Since the topic is set, the correlation between these two assets has been calculated. But estimation of correlation coefficient based on just only one limited observation will be not accurate. With bootstrap, the test will be performed on a variety of samples in orer to know the accuracy of the estimation for correlation.
# Loadning data
library(ISLR)
data("Portfolio")
## X Y
## 1 -0.8952509 -0.2349235
## 2 -1.5624543 -0.8851760
## 3 -0.4170899 0.2718880
## 4 1.0443557 -0.7341975
## 5 -0.3155684 0.8419834
## 6 -1.7371238 -2.0371910
# Based on the given sample, calculate the correlation value
cor(Portfolio$X, Portfolio$Y)
## [1] 0.5154676
Note that this 0.5154676 is just only correlation for a specific sample as we know above. But for each sample taken from the origional data will give out different correlation value. Also, we need to know more about this correlation such as the distribution of this correlation or the standard deviation (ie, the exact level)…
The function below will solve this problem with three parameters:
N,sed.# Create function
correlation_bootstrap <- function(Portfolio, N, sed){
corr <- numeric(N)
set.seed(sed)
for (i in 1:N){
n <- nrow(Portfolio)
u <- Portfolio[sample(n,n,replace = TRUE), ]
corr[i] <- cor(u$X, u$Y)
}
return(corr)
}
# Apply function with N = 10000, sed = 30
u <- correlation_bootstrap(Portfolio, 10000, 24)
# See the first 6 obs
head(u)
## [1] 0.5764427 0.4654958 0.5697109 0.4806435 0.5321107 0.4930609
# Show correlation distribution in Plots
u %>%
data.frame(Correlation = u) %>%
ggplot(aes(Correlation)) +
geom_histogram(fill = 'red', alpha = 0.3) +
geom_vline(xintercept = mean(u), color = "blue") +
theme_minimal()
The blue line illustrates the mean correlation value with 10000 random sample selections. See the histogram above, there are signs of normal distribution for the correlation coefficient. Let’s look at the standard deviation which is very small:
u %>% sd()
## [1] 0.06588243
u %>% summary()
## Min. 1st Qu. Median Mean 3rd Qu. Max.
## 0.2756 0.4743 0.5188 0.5167 0.5625 0.7458
For 10000 random sample selection with Bootstrap, the smallest correlation value is approximately 0.2127 and the highest one is approximately 0.5181 while standard deviation stands at very small value (around 0.06622).
In R, for supporting Bootstrap without coding “for loop”, using boot() function is another way.

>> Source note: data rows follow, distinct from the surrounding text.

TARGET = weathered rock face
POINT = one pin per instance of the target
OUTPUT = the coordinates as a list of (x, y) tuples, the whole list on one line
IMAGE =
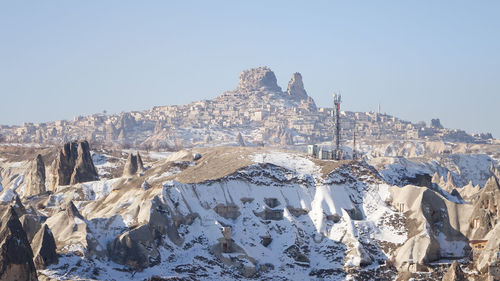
[(74, 164), (296, 87), (84, 167), (70, 232), (31, 225), (16, 256), (257, 79), (135, 248), (486, 211), (44, 248), (239, 140), (133, 165), (454, 273), (36, 177)]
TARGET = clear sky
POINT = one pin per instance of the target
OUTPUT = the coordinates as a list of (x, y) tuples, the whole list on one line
[(418, 59)]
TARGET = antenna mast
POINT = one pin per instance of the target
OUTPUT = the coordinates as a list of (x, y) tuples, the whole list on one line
[(337, 99)]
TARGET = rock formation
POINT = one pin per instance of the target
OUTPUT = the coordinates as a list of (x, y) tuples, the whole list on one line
[(74, 164), (44, 248), (133, 165), (71, 232), (16, 256), (239, 140), (135, 248), (436, 123), (296, 87), (454, 273), (36, 177), (486, 210), (258, 79)]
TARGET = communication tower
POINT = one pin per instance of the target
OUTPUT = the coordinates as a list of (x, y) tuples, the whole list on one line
[(337, 99)]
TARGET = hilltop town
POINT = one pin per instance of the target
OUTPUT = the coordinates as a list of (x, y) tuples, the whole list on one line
[(258, 109)]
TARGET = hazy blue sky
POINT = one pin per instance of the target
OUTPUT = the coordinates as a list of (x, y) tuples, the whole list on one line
[(419, 59)]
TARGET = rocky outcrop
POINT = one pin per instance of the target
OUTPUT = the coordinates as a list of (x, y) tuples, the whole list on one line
[(44, 248), (454, 273), (296, 87), (135, 248), (491, 250), (74, 164), (31, 225), (486, 211), (16, 256), (71, 232), (434, 225), (133, 165), (258, 79), (239, 140), (36, 177)]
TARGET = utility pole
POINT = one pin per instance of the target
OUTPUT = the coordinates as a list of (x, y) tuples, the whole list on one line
[(354, 142), (337, 99)]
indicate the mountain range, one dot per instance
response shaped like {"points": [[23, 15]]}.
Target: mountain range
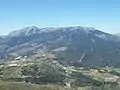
{"points": [[75, 46]]}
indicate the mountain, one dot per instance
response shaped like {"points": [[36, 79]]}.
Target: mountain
{"points": [[76, 46]]}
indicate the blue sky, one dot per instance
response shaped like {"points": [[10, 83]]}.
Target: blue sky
{"points": [[101, 14]]}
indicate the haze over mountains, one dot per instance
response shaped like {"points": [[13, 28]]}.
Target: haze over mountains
{"points": [[76, 46]]}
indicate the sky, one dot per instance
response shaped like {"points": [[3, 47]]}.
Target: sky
{"points": [[100, 14]]}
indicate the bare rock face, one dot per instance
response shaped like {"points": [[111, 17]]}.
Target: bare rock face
{"points": [[76, 46]]}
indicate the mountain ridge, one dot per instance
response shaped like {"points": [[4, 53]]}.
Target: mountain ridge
{"points": [[69, 45]]}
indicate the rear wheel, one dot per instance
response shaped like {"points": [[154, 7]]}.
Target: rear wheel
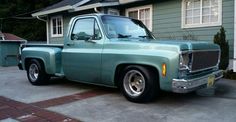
{"points": [[139, 84], [36, 73]]}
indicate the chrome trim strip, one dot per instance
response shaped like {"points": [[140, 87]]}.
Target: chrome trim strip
{"points": [[189, 68], [188, 85]]}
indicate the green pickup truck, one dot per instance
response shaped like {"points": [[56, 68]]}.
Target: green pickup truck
{"points": [[121, 52]]}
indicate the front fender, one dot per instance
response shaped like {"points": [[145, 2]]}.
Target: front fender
{"points": [[51, 57]]}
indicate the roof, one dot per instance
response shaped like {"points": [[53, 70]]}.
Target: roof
{"points": [[8, 36], [66, 5], [63, 3]]}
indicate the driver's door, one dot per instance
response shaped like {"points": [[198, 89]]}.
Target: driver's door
{"points": [[81, 57]]}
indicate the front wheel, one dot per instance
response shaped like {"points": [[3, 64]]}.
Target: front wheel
{"points": [[139, 84], [36, 73]]}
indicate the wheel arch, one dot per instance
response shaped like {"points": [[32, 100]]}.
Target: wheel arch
{"points": [[28, 60], [121, 67]]}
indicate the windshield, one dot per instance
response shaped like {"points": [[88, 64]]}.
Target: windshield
{"points": [[121, 27]]}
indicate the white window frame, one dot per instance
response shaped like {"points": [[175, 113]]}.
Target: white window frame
{"points": [[110, 10], [184, 25], [140, 8], [56, 35]]}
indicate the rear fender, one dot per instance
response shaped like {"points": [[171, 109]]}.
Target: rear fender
{"points": [[51, 58]]}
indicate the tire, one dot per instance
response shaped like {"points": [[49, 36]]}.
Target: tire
{"points": [[36, 73], [139, 84]]}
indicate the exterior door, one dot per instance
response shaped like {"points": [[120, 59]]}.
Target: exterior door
{"points": [[81, 58]]}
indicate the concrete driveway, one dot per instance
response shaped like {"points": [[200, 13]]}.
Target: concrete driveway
{"points": [[65, 101]]}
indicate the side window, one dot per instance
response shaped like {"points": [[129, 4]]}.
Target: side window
{"points": [[85, 29]]}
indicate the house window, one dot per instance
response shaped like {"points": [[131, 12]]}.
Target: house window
{"points": [[143, 13], [201, 13], [57, 26], [113, 12]]}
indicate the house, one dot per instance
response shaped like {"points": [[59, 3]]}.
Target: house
{"points": [[167, 19], [10, 37]]}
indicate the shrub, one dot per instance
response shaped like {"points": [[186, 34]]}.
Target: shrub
{"points": [[220, 39]]}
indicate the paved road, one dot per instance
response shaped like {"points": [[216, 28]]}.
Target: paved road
{"points": [[70, 101]]}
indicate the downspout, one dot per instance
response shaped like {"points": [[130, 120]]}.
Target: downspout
{"points": [[46, 27], [234, 60]]}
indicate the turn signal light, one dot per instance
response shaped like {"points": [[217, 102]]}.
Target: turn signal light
{"points": [[163, 70]]}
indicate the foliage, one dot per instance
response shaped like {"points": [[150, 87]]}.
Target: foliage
{"points": [[220, 39], [13, 19]]}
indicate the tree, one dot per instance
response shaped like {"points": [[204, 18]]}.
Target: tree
{"points": [[220, 39]]}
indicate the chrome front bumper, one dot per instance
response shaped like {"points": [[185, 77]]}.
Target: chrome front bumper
{"points": [[188, 85]]}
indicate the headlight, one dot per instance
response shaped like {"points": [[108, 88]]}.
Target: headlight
{"points": [[185, 61]]}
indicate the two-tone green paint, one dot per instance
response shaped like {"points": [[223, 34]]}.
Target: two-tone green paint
{"points": [[97, 63], [167, 22]]}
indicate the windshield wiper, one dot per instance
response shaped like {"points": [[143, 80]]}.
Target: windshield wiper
{"points": [[123, 36]]}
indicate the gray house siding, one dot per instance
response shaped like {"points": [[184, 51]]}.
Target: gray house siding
{"points": [[167, 23]]}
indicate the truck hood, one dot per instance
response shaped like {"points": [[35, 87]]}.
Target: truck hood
{"points": [[183, 45]]}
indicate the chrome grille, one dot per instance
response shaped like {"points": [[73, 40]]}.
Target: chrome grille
{"points": [[204, 60]]}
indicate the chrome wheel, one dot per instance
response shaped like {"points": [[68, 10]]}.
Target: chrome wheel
{"points": [[134, 83], [33, 72]]}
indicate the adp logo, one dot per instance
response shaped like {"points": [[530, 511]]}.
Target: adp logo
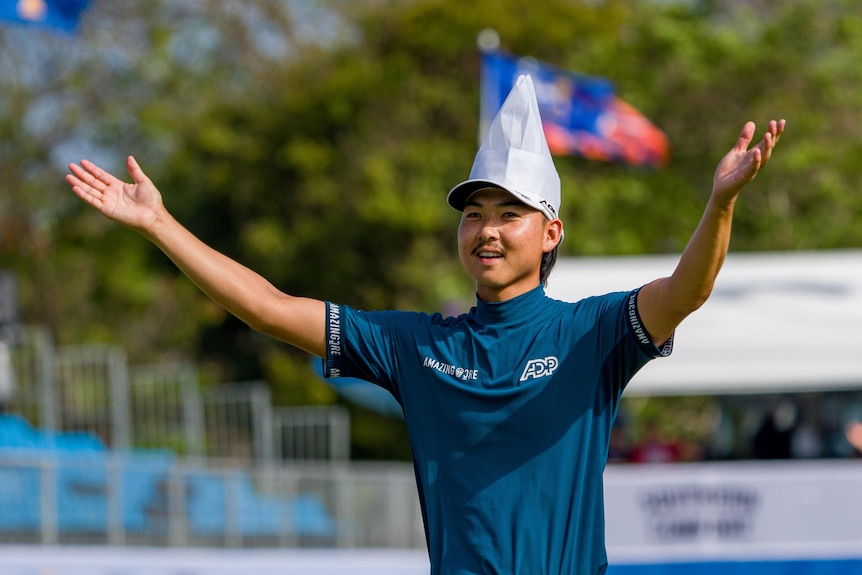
{"points": [[537, 368]]}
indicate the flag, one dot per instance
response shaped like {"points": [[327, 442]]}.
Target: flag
{"points": [[581, 115], [53, 14]]}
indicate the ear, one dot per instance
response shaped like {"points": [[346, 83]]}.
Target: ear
{"points": [[553, 234]]}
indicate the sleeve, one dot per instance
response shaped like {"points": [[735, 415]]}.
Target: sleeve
{"points": [[640, 333], [362, 345]]}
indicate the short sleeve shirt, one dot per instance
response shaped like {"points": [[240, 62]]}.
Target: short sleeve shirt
{"points": [[509, 409]]}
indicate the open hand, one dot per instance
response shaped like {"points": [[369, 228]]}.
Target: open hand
{"points": [[137, 205], [742, 164]]}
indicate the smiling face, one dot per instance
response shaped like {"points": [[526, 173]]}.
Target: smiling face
{"points": [[501, 242]]}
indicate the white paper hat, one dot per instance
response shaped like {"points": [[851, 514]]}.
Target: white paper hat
{"points": [[514, 156]]}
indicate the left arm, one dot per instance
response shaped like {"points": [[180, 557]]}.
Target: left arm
{"points": [[665, 302]]}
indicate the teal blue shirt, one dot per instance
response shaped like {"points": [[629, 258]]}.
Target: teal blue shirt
{"points": [[509, 409]]}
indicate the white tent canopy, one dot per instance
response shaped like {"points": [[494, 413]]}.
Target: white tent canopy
{"points": [[776, 322]]}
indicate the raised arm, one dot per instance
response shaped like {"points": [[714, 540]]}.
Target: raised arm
{"points": [[244, 293], [665, 302]]}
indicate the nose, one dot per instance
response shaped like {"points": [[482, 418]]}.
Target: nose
{"points": [[488, 232]]}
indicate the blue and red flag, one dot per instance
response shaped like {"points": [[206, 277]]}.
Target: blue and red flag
{"points": [[54, 14], [581, 115]]}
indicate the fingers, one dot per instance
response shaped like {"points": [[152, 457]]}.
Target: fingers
{"points": [[745, 136], [135, 170]]}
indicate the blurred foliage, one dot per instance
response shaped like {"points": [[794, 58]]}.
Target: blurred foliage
{"points": [[315, 142]]}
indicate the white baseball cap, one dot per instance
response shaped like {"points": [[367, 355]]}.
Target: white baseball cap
{"points": [[514, 156]]}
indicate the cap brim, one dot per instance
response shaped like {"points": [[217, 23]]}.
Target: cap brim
{"points": [[460, 194]]}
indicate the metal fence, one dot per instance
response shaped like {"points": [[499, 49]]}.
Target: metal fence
{"points": [[144, 455], [92, 389], [155, 499]]}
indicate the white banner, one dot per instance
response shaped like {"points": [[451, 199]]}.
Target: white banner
{"points": [[734, 509]]}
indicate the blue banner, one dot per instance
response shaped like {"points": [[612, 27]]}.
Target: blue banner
{"points": [[53, 14], [581, 115]]}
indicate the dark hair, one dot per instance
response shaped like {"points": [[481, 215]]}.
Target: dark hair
{"points": [[549, 259]]}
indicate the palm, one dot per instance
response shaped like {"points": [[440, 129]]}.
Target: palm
{"points": [[136, 205], [741, 164]]}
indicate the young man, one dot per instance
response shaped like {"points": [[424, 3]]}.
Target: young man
{"points": [[510, 406]]}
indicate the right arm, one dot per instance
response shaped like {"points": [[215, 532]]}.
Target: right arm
{"points": [[241, 291]]}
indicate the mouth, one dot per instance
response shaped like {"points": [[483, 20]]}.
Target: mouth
{"points": [[486, 254]]}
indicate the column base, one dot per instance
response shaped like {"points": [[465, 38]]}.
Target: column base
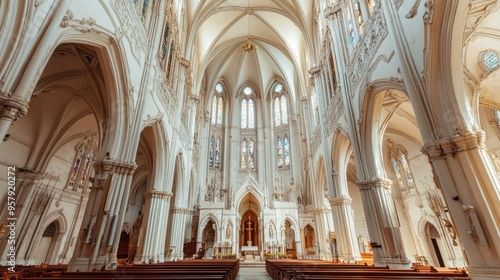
{"points": [[350, 259], [484, 273], [84, 264], [393, 263]]}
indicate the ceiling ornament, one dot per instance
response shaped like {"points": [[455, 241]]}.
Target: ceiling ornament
{"points": [[249, 46]]}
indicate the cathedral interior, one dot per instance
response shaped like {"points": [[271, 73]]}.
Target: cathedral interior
{"points": [[336, 130]]}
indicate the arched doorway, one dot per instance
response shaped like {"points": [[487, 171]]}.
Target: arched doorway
{"points": [[122, 252], [249, 235], [290, 245], [309, 248], [433, 239], [48, 243], [208, 239]]}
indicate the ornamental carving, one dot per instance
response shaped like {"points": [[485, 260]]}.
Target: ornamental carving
{"points": [[375, 32], [334, 111], [132, 27], [316, 139]]}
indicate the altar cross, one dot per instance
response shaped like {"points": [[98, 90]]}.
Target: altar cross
{"points": [[249, 228]]}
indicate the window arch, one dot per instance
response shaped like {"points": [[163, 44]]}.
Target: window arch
{"points": [[281, 126], [490, 60], [247, 109], [247, 155], [399, 161], [82, 165], [217, 130]]}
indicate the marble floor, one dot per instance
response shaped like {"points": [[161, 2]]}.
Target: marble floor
{"points": [[253, 273]]}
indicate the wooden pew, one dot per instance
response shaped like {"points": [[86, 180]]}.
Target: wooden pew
{"points": [[199, 269], [279, 269]]}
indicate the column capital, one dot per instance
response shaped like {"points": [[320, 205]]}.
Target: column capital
{"points": [[195, 98], [374, 183], [331, 10], [462, 141], [343, 200], [158, 194], [12, 107], [180, 210], [313, 71], [184, 62], [114, 166]]}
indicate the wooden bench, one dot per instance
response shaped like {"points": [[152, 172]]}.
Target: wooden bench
{"points": [[199, 269], [279, 269]]}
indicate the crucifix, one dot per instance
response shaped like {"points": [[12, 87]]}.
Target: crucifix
{"points": [[249, 229]]}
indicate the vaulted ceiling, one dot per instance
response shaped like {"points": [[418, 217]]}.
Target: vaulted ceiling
{"points": [[280, 29]]}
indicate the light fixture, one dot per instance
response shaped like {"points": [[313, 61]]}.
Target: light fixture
{"points": [[249, 46]]}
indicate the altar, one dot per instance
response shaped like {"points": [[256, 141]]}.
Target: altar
{"points": [[250, 252]]}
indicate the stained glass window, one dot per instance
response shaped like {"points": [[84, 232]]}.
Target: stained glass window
{"points": [[217, 152], [251, 115], [286, 151], [219, 111], [251, 155], [284, 110], [247, 91], [395, 165], [76, 166], [244, 107], [350, 26], [491, 60], [279, 146], [85, 171], [371, 5], [214, 109], [278, 88], [211, 152], [401, 166], [244, 154], [277, 112], [218, 88]]}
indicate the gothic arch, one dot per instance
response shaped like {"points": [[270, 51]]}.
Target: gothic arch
{"points": [[249, 187], [371, 136], [341, 153]]}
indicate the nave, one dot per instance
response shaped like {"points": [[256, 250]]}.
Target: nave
{"points": [[276, 269]]}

Instead of creating your own function, using boot() requires you to build a statistical calculation function that we are interested in then apply boot(). By this way for the statisticians who were not born for coding will find it flexible and helpfull.
corr_a <- function(Portfolio, index){
X <- Portfolio$X[index]
Y <- Portfolio$Y[index]
return(cor(X,Y))
}
# How it works for index of X and Y is from row 1 to row 20
corr_a(Portfolio, 1:20)
## [1] 0.280034
# Apply boot()
library(boot)
set.seed(30)
correlation <- boot(Portfolio, corr_a, R = 10000)
correlation
##
## ORDINARY NONPARAMETRIC BOOTSTRAP
##
##
## Call:
## boot(data = Portfolio, statistic = corr_a, R = 10000)
##
##
## Bootstrap Statistics :
## original bias std. error
## t1* 0.5154676 -0.001193204 0.0662034
# Histogram of correlation
correlation$t %>%
data.frame(New = correlation$t) %>%
ggplot(aes(New)) +
geom_histogram(fill = "blue", alpha = 0.3) +
geom_vline(xintercept = mean(correlation$t), color = "red") +
theme_minimal()
Each approach of using bootstrap has its own good. To create your own function requires a variety of coding associated with statistical knowledge. But by using boot(), it seems easier for users to approach bootstrap method because of just simple statistical command required.